How Does InfluxDB 3 Query Data in Real-Time?

Navigate to:

InfluxDB 3 builds on open-source technologies—Flight, DataFusion, Arrow, and Parquet—but even if a developer made their own time series database using the same technologies, they would not be able to replicate InfluxDB 3. The FDAP stack provides many of the building blocks required for a high-performance database, such as the fast, multi-threaded, streaming, columnar execution engine that defines InfluxDB 3. However, it does not include all the low latency and time series specializations used in InfluxDB 3. The specialized parts include a custom ingester and compactor to quickly organize incoming data for querying, optimized file organization for time series, and specialized caches that allow users to see and analyze data in real-time.

Real-time analytics

What is real-time analytics, and why is it so important for time series data? Real-time analytics for time series refers to the process of analyzing and extracting insights from time-stamped data immediately after it is ingested, with minimal latency.
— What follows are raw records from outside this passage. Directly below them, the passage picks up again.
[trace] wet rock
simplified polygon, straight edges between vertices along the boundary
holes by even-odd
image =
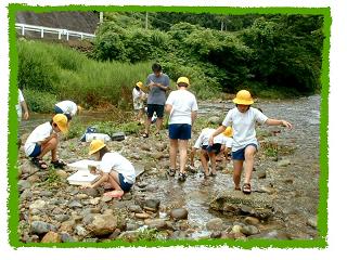
[[[171,209],[170,217],[175,220],[188,219],[188,210],[184,208]]]
[[[258,220],[257,218],[254,218],[254,217],[245,218],[246,224],[256,225],[256,224],[259,224],[259,222],[260,222],[260,220]]]
[[[159,205],[160,205],[160,200],[156,199],[156,198],[146,199],[146,200],[144,200],[144,204],[143,204],[144,207],[153,208],[156,210],[158,210]]]
[[[221,232],[220,231],[214,231],[209,235],[210,238],[220,238],[221,237]]]
[[[139,229],[139,225],[137,223],[127,223],[126,231],[134,231]]]
[[[69,217],[67,214],[56,214],[54,216],[54,219],[59,222],[64,222],[67,221]]]
[[[21,194],[21,200],[25,200],[33,197],[33,192],[29,190],[24,190],[24,192]]]
[[[65,232],[65,233],[73,233],[75,227],[75,221],[74,220],[68,220],[64,221],[61,226],[59,227],[60,232]]]
[[[61,242],[62,242],[61,235],[53,231],[49,231],[41,240],[41,243],[61,243]]]
[[[163,219],[146,219],[144,220],[144,224],[149,225],[150,229],[166,229],[166,221]]]
[[[131,199],[132,199],[131,193],[125,193],[125,194],[121,196],[121,200],[131,200]]]
[[[314,227],[314,229],[317,229],[317,217],[314,216],[314,217],[309,218],[307,220],[307,224],[312,226],[312,227]]]
[[[128,210],[134,213],[142,213],[142,208],[139,205],[130,205]]]
[[[64,170],[55,170],[55,174],[59,176],[62,180],[65,180],[69,177],[69,174]]]
[[[116,239],[120,235],[120,230],[116,229],[110,236],[110,239]]]
[[[22,171],[22,174],[30,174],[31,176],[31,174],[38,172],[39,169],[36,166],[34,166],[30,161],[26,160],[21,166],[21,171]]]
[[[290,235],[282,231],[267,231],[260,234],[250,235],[248,238],[260,238],[260,239],[290,239]]]
[[[77,199],[86,199],[86,198],[88,198],[88,195],[85,194],[85,193],[77,194],[77,195],[76,195],[76,198],[77,198]]]
[[[79,202],[73,200],[67,205],[67,207],[69,207],[69,208],[82,208],[83,206]]]
[[[46,234],[49,231],[56,231],[56,226],[43,221],[33,221],[30,224],[31,234]]]
[[[103,203],[108,203],[108,202],[111,202],[112,199],[113,199],[113,197],[111,197],[111,196],[102,196],[101,202],[103,202]]]
[[[88,231],[82,225],[76,225],[75,233],[78,236],[82,236],[82,237],[88,235]]]
[[[117,227],[117,218],[112,214],[95,214],[91,231],[97,236],[112,234]]]
[[[226,192],[214,198],[209,207],[235,216],[246,213],[258,219],[267,219],[273,212],[272,198],[262,193],[244,195],[234,191]]]
[[[219,218],[211,219],[206,223],[206,229],[208,231],[222,231],[223,221]]]
[[[61,239],[63,243],[76,242],[76,239],[73,236],[65,232],[61,233]]]
[[[282,160],[278,161],[278,166],[279,167],[285,167],[285,166],[288,166],[288,165],[291,165],[291,160],[288,160],[288,159],[282,159]]]
[[[31,183],[26,180],[20,180],[18,181],[18,191],[23,192],[24,190],[30,188]]]
[[[241,232],[247,236],[258,234],[259,231],[254,225],[245,225],[241,227]]]
[[[38,210],[42,210],[47,207],[47,203],[42,199],[38,199],[35,200],[33,204],[30,204],[29,209],[34,210],[34,209],[38,209]]]
[[[136,213],[134,217],[137,217],[139,219],[149,219],[149,218],[151,218],[151,214],[149,214],[149,213]]]

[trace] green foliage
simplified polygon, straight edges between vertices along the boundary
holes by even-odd
[[[36,89],[24,89],[23,94],[31,112],[52,113],[57,99],[50,92],[43,92]]]

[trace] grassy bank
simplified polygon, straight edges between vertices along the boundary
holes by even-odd
[[[151,63],[97,62],[60,44],[17,42],[18,86],[31,110],[50,112],[60,100],[88,108],[131,106],[131,91],[144,81]]]

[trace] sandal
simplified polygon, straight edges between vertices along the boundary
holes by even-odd
[[[46,161],[42,160],[42,159],[40,159],[40,158],[38,158],[38,157],[31,158],[31,162],[33,162],[35,166],[37,166],[39,169],[41,169],[41,170],[47,170],[47,168],[48,168]]]
[[[244,183],[243,186],[242,186],[242,192],[244,194],[250,194],[252,193],[250,184],[249,183]]]
[[[53,165],[54,168],[63,169],[66,164],[63,160],[51,160],[51,165]]]

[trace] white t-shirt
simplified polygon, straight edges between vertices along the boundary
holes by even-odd
[[[257,108],[249,107],[245,113],[239,112],[237,107],[230,109],[222,122],[224,127],[232,126],[233,142],[232,151],[244,148],[247,144],[254,143],[258,147],[256,139],[256,122],[265,123],[268,117]]]
[[[55,104],[59,108],[63,110],[64,114],[69,114],[75,116],[77,113],[77,105],[72,101],[62,101]]]
[[[29,156],[33,153],[36,143],[42,142],[44,139],[50,136],[52,132],[53,132],[53,128],[51,126],[51,122],[44,122],[38,126],[37,128],[35,128],[25,142],[25,145],[24,145],[25,154]]]
[[[203,145],[208,145],[208,139],[215,131],[216,130],[213,128],[203,129],[203,131],[201,132],[201,134],[198,135],[198,138],[194,144],[194,148],[201,148],[201,147],[203,147]],[[227,144],[227,142],[228,142],[228,138],[222,133],[220,133],[214,138],[214,143]]]
[[[18,104],[15,105],[15,109],[17,110],[18,120],[22,119],[22,102],[24,101],[24,96],[22,91],[18,89]]]
[[[124,176],[127,183],[134,183],[136,171],[133,166],[127,158],[123,157],[117,152],[104,154],[100,162],[100,170],[104,173],[110,173],[111,170],[115,170]]]
[[[142,101],[141,96],[144,96],[144,92],[141,89],[138,91],[136,88],[133,88],[133,90],[132,90],[132,101],[133,102]]]
[[[192,112],[197,110],[197,103],[194,94],[188,90],[172,91],[167,98],[166,104],[172,106],[169,125],[192,125]]]

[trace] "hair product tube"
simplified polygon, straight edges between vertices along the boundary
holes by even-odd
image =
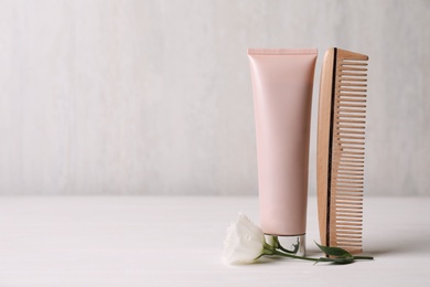
[[[257,135],[260,223],[304,255],[316,49],[249,49]]]

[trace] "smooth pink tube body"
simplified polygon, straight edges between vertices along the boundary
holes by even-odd
[[[305,234],[313,76],[318,51],[249,49],[262,232]]]

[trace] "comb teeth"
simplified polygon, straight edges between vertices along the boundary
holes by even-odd
[[[361,253],[367,56],[335,53],[329,245]]]

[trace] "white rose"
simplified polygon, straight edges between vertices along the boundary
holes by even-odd
[[[262,231],[245,214],[239,213],[236,222],[227,228],[224,241],[224,259],[228,264],[252,263],[265,252]]]

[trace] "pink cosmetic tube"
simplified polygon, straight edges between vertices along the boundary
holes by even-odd
[[[308,167],[316,49],[248,50],[260,223],[268,240],[305,252]]]

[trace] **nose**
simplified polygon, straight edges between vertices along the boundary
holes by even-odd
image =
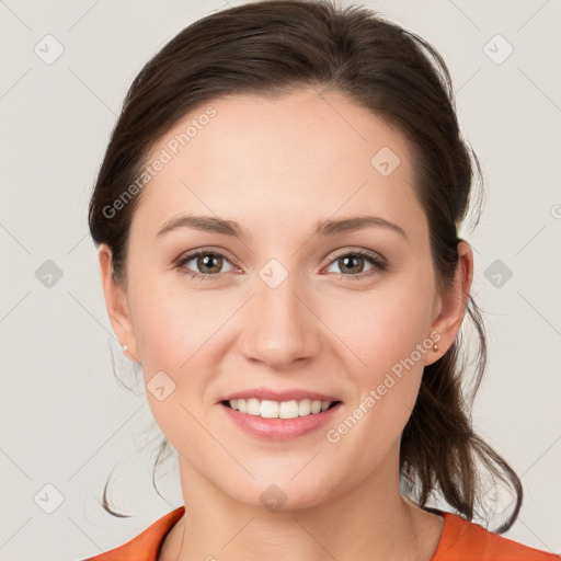
[[[261,362],[271,369],[290,369],[297,360],[311,359],[320,352],[324,328],[318,318],[319,302],[310,296],[300,275],[289,273],[275,286],[270,278],[274,279],[282,270],[273,266],[267,276],[264,268],[245,307],[242,353],[248,360]]]

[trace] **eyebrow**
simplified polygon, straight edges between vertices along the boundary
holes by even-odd
[[[314,236],[331,237],[339,233],[354,232],[364,228],[382,227],[389,228],[407,239],[407,233],[401,226],[390,222],[379,216],[353,216],[350,218],[319,220],[314,225]],[[240,224],[233,220],[226,220],[214,216],[186,215],[167,221],[158,231],[158,236],[176,228],[191,228],[209,233],[221,233],[234,238],[250,238],[250,232]]]

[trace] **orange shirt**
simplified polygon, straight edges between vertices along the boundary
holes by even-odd
[[[184,506],[156,520],[125,545],[84,561],[157,561],[160,548]],[[432,510],[444,517],[438,547],[431,561],[559,561],[561,556],[529,548],[485,530],[455,514]]]

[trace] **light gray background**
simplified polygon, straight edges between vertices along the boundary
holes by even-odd
[[[474,293],[489,327],[474,421],[525,485],[506,537],[559,552],[560,2],[362,3],[428,39],[450,68],[489,190],[479,228],[462,232],[477,252]],[[122,375],[130,363],[106,317],[87,206],[134,77],[180,30],[225,5],[0,0],[1,561],[83,559],[183,504],[172,462],[161,478],[170,504],[151,486],[157,442],[137,454],[160,432],[144,389],[135,397],[114,381],[111,354]],[[34,51],[46,50],[47,34],[65,49],[51,65]],[[500,65],[484,50],[496,34],[514,47]],[[488,48],[496,58],[506,47]],[[62,272],[50,288],[35,275],[46,260]],[[496,260],[513,273],[499,287],[485,275]],[[110,489],[117,508],[139,515],[128,519],[99,504],[119,460]],[[44,508],[57,491],[47,484],[64,495],[53,514]]]

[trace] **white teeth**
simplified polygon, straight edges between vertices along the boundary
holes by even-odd
[[[307,416],[310,414],[327,411],[331,401],[319,400],[290,400],[290,401],[271,401],[250,399],[232,399],[228,402],[230,408],[249,415],[262,416],[265,419],[296,419],[297,416]]]

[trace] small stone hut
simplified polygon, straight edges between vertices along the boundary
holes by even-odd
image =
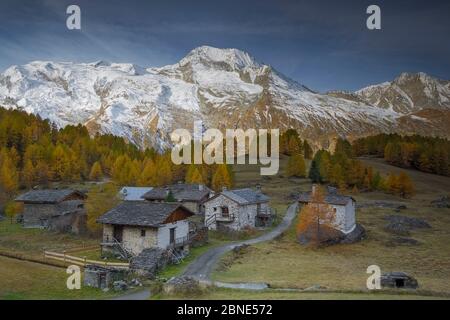
[[[31,190],[17,197],[23,203],[22,221],[26,228],[43,228],[58,232],[86,231],[87,196],[77,190]]]
[[[204,214],[203,203],[209,198],[211,189],[203,184],[177,183],[153,188],[142,198],[150,202],[164,202],[169,193],[172,193],[175,200],[195,214]]]
[[[260,189],[224,188],[204,203],[205,226],[230,231],[267,226],[273,219],[269,200]]]

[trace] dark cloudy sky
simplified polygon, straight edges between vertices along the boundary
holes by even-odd
[[[66,28],[69,4],[82,30]],[[382,30],[366,28],[377,4]],[[200,45],[248,51],[312,89],[356,90],[403,71],[450,78],[450,1],[1,0],[0,69],[31,60],[177,62]]]

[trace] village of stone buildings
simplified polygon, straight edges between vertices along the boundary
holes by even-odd
[[[177,298],[311,292],[336,298],[335,290],[371,297],[370,266],[380,268],[389,298],[446,296],[449,178],[361,158],[355,168],[370,165],[377,170],[372,180],[380,172],[385,185],[407,172],[415,194],[345,188],[333,181],[336,165],[327,182],[315,177],[319,157],[325,158],[318,151],[299,164],[296,154],[282,154],[273,177],[260,176],[258,166],[235,165],[233,185],[221,188],[105,179],[18,192],[20,211],[0,218],[0,297],[134,298],[133,290],[146,288],[145,299],[173,292]],[[66,287],[70,265],[82,272],[79,291]],[[44,282],[51,288],[45,292]],[[24,284],[32,289],[20,290]]]
[[[82,235],[87,230],[86,198],[82,191],[73,189],[31,190],[15,199],[23,204],[18,220],[24,228]],[[114,257],[126,263],[82,263],[85,286],[123,290],[128,287],[124,281],[127,274],[154,279],[168,265],[189,256],[190,248],[206,245],[211,230],[228,235],[233,243],[233,235],[244,230],[271,228],[276,215],[259,184],[253,188],[224,187],[218,192],[203,184],[182,182],[165,187],[123,186],[117,198],[120,203],[97,219],[102,225],[99,245],[104,259]],[[314,219],[320,221],[308,224],[298,234],[299,243],[350,244],[364,238],[352,196],[341,195],[334,187],[324,190],[313,184],[311,191],[296,196],[291,207],[307,206],[320,207],[325,214],[316,215]],[[245,244],[234,249],[241,246]],[[49,253],[48,258],[61,259],[61,255]],[[63,259],[71,261],[70,256]],[[169,281],[186,285],[186,279],[204,279],[201,270]],[[142,285],[136,278],[133,281]],[[383,277],[383,285],[416,288],[417,281],[403,272],[394,272]]]

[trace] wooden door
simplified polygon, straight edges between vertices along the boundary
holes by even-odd
[[[123,226],[114,226],[113,237],[117,241],[122,242],[122,240],[123,240]]]
[[[170,228],[170,244],[175,243],[175,229],[176,228]]]

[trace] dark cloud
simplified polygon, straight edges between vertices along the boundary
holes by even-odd
[[[382,30],[365,27],[368,5]],[[82,30],[65,28],[78,4]],[[236,47],[317,90],[354,90],[402,71],[450,75],[449,1],[12,1],[0,3],[0,69],[31,60],[174,63]]]

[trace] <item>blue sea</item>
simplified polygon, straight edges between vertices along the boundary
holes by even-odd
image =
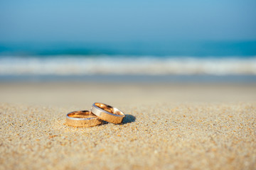
[[[256,41],[0,43],[0,80],[256,82]]]

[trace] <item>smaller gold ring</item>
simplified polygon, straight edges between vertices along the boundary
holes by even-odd
[[[118,108],[102,103],[94,103],[91,112],[100,119],[114,124],[121,123],[124,113]]]
[[[103,121],[88,110],[73,111],[66,115],[66,123],[74,127],[92,127],[100,125]]]

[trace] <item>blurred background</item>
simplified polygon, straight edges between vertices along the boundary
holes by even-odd
[[[52,103],[100,88],[94,99],[113,102],[255,101],[255,8],[254,0],[2,0],[0,99]]]

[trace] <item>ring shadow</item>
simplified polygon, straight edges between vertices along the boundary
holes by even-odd
[[[125,117],[122,120],[122,124],[127,124],[129,123],[135,122],[135,120],[136,120],[135,116],[133,116],[132,115],[125,115]]]

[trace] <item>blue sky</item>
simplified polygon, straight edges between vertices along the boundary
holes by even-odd
[[[0,1],[0,42],[255,40],[255,0]]]

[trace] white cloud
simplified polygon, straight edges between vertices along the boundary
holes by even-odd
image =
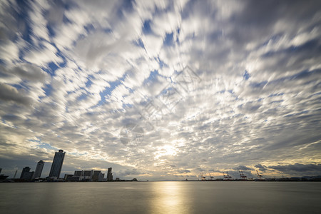
[[[97,163],[108,160],[113,163],[101,163],[115,164],[116,173],[126,178],[175,179],[259,163],[286,169],[320,161],[320,31],[313,6],[124,4],[41,2],[24,20],[12,12],[19,4],[11,16],[1,13],[15,26],[0,25],[0,156],[6,161],[11,149],[20,157],[31,149],[51,157],[54,151],[41,143],[66,151],[68,169],[81,168],[83,160],[88,168],[106,168]],[[199,81],[174,78],[186,66]],[[186,91],[184,84],[192,83]],[[158,99],[165,86],[178,93],[173,106]],[[135,148],[120,141],[129,123],[145,131]]]

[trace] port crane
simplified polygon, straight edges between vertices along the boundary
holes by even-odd
[[[244,175],[243,170],[239,170],[238,172],[240,173],[240,177],[241,180],[247,180],[248,179],[248,177]]]
[[[262,180],[262,177],[263,177],[263,175],[259,174],[258,170],[256,170],[256,173],[258,174],[258,178],[259,178],[259,180]]]

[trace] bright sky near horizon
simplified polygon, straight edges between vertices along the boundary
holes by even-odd
[[[1,1],[0,168],[321,175],[320,1]]]

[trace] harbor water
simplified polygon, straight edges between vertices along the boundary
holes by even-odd
[[[1,213],[320,213],[320,182],[0,183]]]

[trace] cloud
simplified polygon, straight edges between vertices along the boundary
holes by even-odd
[[[253,169],[252,168],[249,168],[245,165],[240,165],[238,167],[233,168],[233,170],[253,170]]]
[[[313,172],[315,173],[321,173],[321,164],[301,164],[295,163],[295,164],[289,165],[271,165],[268,167],[279,170],[282,173],[302,173],[302,172]]]
[[[77,168],[154,180],[317,165],[320,3],[276,4],[4,1],[0,156],[63,148]],[[176,78],[186,66],[198,81]]]

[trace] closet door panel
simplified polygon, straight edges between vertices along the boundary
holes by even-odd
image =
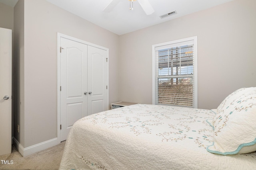
[[[107,52],[88,46],[88,115],[106,110]]]

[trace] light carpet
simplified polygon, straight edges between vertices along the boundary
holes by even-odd
[[[12,153],[0,156],[0,170],[58,170],[62,157],[65,141],[54,147],[26,157],[22,157],[13,147]],[[2,160],[9,160],[4,164]],[[12,164],[12,160],[13,164]]]

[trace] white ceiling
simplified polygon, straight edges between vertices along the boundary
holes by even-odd
[[[148,0],[155,12],[147,16],[138,1],[129,10],[129,0],[120,0],[109,13],[103,12],[112,0],[46,0],[118,35],[122,35],[205,10],[233,0]],[[0,0],[14,6],[18,0]],[[177,14],[161,19],[174,11]]]

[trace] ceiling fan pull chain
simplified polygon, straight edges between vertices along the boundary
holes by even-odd
[[[132,0],[132,10],[133,10],[133,0]]]

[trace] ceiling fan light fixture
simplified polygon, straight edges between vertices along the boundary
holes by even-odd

It empowers quick decision-making through immediate trend, anomaly, and event detection. Real-time analytics enables organizations to monitor and respond to events as they happen. Any latency during data ingestion will increase the time between incident and intervention, staking time to a process where milliseconds matter.

Real-time analytics and InfluxDB 3

InfluxDB 3’s high-performance analytics are supported by a combination of the custom ingester, compactor, catalog, caching and custom file organization that underpin the database. These three components work in tandem to deliver speed and efficiency.

Before diving into the ingester, let’s discuss the technology. As mentioned earlier, InfluxDB 3 is built on the FDAP stack—Flight, DataFusion, Arrow, and Parquet—which significantly enhances query performance. In addition to the custom engineering done by InfluxDB’s engineering teams, these technologies form a strong foundation for fast querying of historical data. The custom engineering includes upstream contributions to DataFusion itself and InfluxDB 3.

What is the FDAP stack?

The Foundation: DataFusion, the Query Engine

DataFusion is an open source query execution framework written in Rust that efficiently processes large-scale data. It offers a modern SQL interface for querying data, supports multiple data sources, and includes features like distributed query execution and vectorized processing for high performance. As part of the Apache Arrow ecosystem, DataFusion integrates seamlessly with Arrow’s in-memory columnar format and works natively with Parquet files. This compatibility enables fast and efficient analytics on large datasets stored in columnar formats and makes DataFusion ideal for analytics, ETL pipelines, and big data processing.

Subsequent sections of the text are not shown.